The main goal of the voluntary carbon market is to drive finance to climate-positive projects that reduce greenhouse gas (GHG) emissions. Carbon credits are the vehicle that connects carbon projects with consumers that purchase and retire credits to achieve their climate targets. A carbon credit represents a measurable and verifiable removal, reduction, or avoidance of GHG emissions and is denominated in tCO2e (which means "tonne of CO2 equivalent").
In the voluntary carbon market, carbon standards set the rules and requirements carbon projects need to follow in order to demonstrate they meet minimum quality criteria. Verra and Gold Standard are the two major players, with smaller standards issuing less than a quarter of total voluntary market carbon credits each year.

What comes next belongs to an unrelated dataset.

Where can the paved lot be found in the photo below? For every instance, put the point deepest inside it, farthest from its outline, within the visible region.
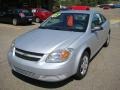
(103, 74)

The "rules" carbon projects need to follow are a combination of high-level requirements and processes set by the standard and specific accounting methodologies. A methodology dictates things like monitoring requirements and is different for each carbon credit-generating activity. A methodology for protecting forests from deforestation requires different data to be collected than a methodology for wetland restoration. Independent 3rd parties—a list of auditors authorized by each standard—will assess projects against these rules and requirements. Only after a successful verification will the project be issued carbon credits by the standard body.
After projects have proven that they've removed or reduced GHG emissions they are issued carbon credits that are in an _active _ state. Because projects generally don't have direct contact with companies who will buy their credits to satisfy sustainability claims, they often sell them to intermediaries—brokers, resellers, and retailers. Active carbon credits can pass from one hand to another without changing their status. But when an end-buyer wants to use the credits to compensate their GHG emissions for carbon accounting purposes, the credits need to be retired. Now the carbon credit has fulfilled its "duty" and nobody else will be able to claim the carbon removal or reduction for their books. A registry account is needed to trade carbon credits in an active state. These accounts can cost $1000 a year in the case of Gold Standard.